Trying to grab all text from a pdf including information entered into fields (textbox) and notes - doesn’t seem to extract.
Any ideas?
Hi Scot,
Thank you very much for considering Aspose.
Can you please share the PDF and the code snippet you’re trying to use at your end? We’ll test the issue at our end and will update you accordingly.
We’re sorry for the inconvenience.
Regards,
Attached are two PDF documents.
One w/ notes. One w/ forms.
Hi Scot,
I’m testing the issue at my end, however I have noticed that the text is not being extracted from the file at all. Can you please share whether you’re able to extract the other text but not the form contents? Or, you’re unable to extract any text from these files.
Please share your thoughts on this,so we would be able to continue investigating the issue.
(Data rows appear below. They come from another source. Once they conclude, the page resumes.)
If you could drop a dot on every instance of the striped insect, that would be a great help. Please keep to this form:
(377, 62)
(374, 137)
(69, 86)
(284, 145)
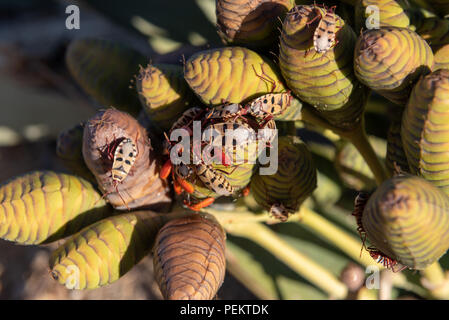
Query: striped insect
(125, 153)
(226, 112)
(324, 35)
(214, 180)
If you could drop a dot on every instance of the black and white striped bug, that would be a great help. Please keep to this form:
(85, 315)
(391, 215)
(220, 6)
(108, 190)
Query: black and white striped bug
(269, 105)
(324, 35)
(124, 158)
(214, 180)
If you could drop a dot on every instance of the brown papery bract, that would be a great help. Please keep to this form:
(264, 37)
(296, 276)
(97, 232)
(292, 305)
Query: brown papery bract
(142, 188)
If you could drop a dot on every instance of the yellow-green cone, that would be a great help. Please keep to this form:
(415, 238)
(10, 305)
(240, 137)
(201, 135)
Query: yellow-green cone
(435, 31)
(164, 93)
(44, 206)
(294, 180)
(105, 70)
(396, 158)
(103, 252)
(189, 258)
(390, 60)
(407, 219)
(250, 22)
(69, 149)
(392, 13)
(425, 126)
(324, 80)
(231, 74)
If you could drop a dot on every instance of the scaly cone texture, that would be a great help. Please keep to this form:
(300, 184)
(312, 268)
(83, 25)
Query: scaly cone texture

We’re sorry for the inconvenience.
Regards,
I am able to extract the form field names, but not the populated text.
As for the sheet with the sticky note-I can extract everything but the sticky note text.
code:
PdfExtractor pd = new PdfExtractor()
pd.BindPdf(@“c:\test.pdf”);
pd.ExtractTect();
pd.GetText(@“C:\test.txt”);
You must be using the un-licensed copy? When I run those files with the un-licensed PDF (trial) it doesn’t extract any text but when run with the licensed DLL it extracts like I have mentioned.
Hi Scot,
In order to extract form field values and the annotations of any kind you can use the following code snippets.
Code to extract form filed values:
//First a input pdf file should be assigned
Aspose.Pdf.Kit.Form form = new Aspose.Pdf.Kit.Form(“form.pdf”);
//get all field names
String[] allfields = form.FieldsNames;
for (int i = 0; i < allfields.Length; i++)
{
// Get the appearance attributes of each field, consequtively
string value = form.GetField(allfields[i]);
}
form.Save();
Code to extract annotations:
editor.BindPdf("test.pdf");
Enum[] annotType ={ AnnotationType.Text };
ArrayList annotList = editor.ExtractAnnotations(1, 1, annotType);
for (int i = 0; i < annotList.Count; i++)
{
Hashtable currentNode = (Hashtable)annotList[i];
Aspose.Pdf.Kit.Annotation annot = new Annotation(currentNode);
MessageBox.Show(annot.Contents);
}
I hope this works for you. If you're still not satisfied then please do let us know.
Regards,